Perhaps a more thoughtful and sad song fiction. Passages of the song Peace On Earth by U2 have been used to from me, and everyone can make you own picture of who it is superior to it and are welcome to leave his mind. In the sense ... peace on earth and a lot of fun reading.
Peace on earth
I'm sitting here thinking about things that interest me right now. I constantly ask myself the same questions, but find no answers to satisfy me, calm me or convince me of the falsity of my trade and my thinking. I'm at the end may be the one that is so wrong? If my view of the nature that are so unreal and unreal, so far from reality? Are my feelings so different from those of others? I know it was not and it will never know,. But I'm tired of being the one that is not understood, does not want to be understood. It makes me sick repeating the same speeches listen, allegations, accusations, misunderstanding. I can not and will not hear that it is better at some point, because faith has been destroyed it. Hope and replacing it with sadness. But still I ask myself again and again the question of why one can not speak. Why can not there is a certain kind of peace. But in the end remain just empty words, no hope and understanding, it will never exist. I find it difficult to understand this knowledge as a whole and to deal with the consequences deal. But I need to learn and understand that the word is peace and trust, friendship and joy even terms. Words with so much power, but the dark shadows can lead to. Words on which you can not always build.
Sick of sorrow
I'm sick of the pain
I'm sick of hearing
Again and again
That there's gonna be
Peace on Earth
Well-meaning words be interpreted to the disadvantage of making any effort to try something right is often nipped in the bud.

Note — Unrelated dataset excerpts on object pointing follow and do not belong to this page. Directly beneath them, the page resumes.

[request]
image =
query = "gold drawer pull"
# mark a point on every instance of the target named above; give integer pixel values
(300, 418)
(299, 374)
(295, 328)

A gesture, an act with good intentions, as an accusation against a use. The fight against enemies that do not exist and it may never exist. Misunderstanding, hatred and revenge are the oil that was poured into a blazing fire to let it burn even brighter and even more devastating. A fire whose purpose remains hidden from me. But no one is aware of at the end of a debt, everyone is looking for mistakes, but not for themselves the motto of today's society seems to be: "Who is mocked up, you pass some time." The result of what I personally draw from it is sad. Do you need to be cold, so sure of himself, so selfish and blind, to survive in this world? You have to really build a bogeyman? Sure some things are unforgivable, but where shall we draw the line? I personally would not be such a monster, so cold and calculating. Also, I'm not perfect, free of errors, but I was always anxious to help others and make them happy. Why is someone made this as a reproach? Why does evil intentions behind it, are not there. I would be none of these monsters, would not fight with weapons, of which I know they are unfair. That I know how verletzend sie sein können.
Where I grew up
There weren't many trees
Where there was we'd tear them down
And use them on our enemies
They say that what you mock
Will surely overtake you
And you become a monster
So the monster will not break you
This reckless attitude have too many, in my eyes. Already too long, battle against each other instead of talking to each other. But why should we talk when answers can not be accepted if your opinions from the outset been determined and no room for compromise is? If things are done, contrary to common sense? But then I wonder again what is common sense. I understand something else by it? It is said that one should not take things personally, you have to be tougher. This statement is not wrong, because when you enter the icy coldness in his heart, can one then nothing can hurt. But do not just go this setting is too far? Sure, lets us see things a certain hardness of objective, in many situations makes us think more clearly, but it is also easy to overlook something important. Behind every word, behind every action there is a man who wants to achieve something, using his time, his strength and his ideas for something special and now tell me that you can say in such a situation simply, it's just a job or It leaves me totally cold. A person who criticized his actions, or bounce off the actions of friends, in itself can be, in my eyes cold or has just given up. Criticism is that someone does not like something, but you should know that criticism criticism is not the same. Criticism should not be used to injure or simply, just personal dislikes. It will be a help on how to do it better, without insult, sarcasm or hidden allusions. Maybe you hear about this as if it is hardy, but I'm not.
And it's already gone too far
You said that if you go in hard
You will not get hurt
And now tell me, where is my mistake? What did I do wrong? I am and I can not change me, as others require of me. I am not a doll that dances when you pull the threads. I am not a puppet, not a toy, what one throws away when you do not want to. I'm just like everyone else but a man. Maybe not as cold as it possibly has to be today, maybe too soft, as it's good for me. But it is not make these properties a person to what he is? Properties that make it particularly, whether good or bad. A person with their advantages but also with errors. I know that I will never change in some respects, firstly because I do not want it on the other, because I can not, even if I give my best effort would. But as much as I try to understand other people, I want to be understood only once on your own. Just once I want a little piece of peace, in the end not even for me but for all people. But unfortunately, experience has shown me that my dreams and desires will remain nothing more than that what they are. Illusions that will never come true. And so I stay, I myself, am closing even further from the outside world and suffer for me alone. Speak my mind and not give myself the way I'm not really. In the hope that there is someone who sees through me.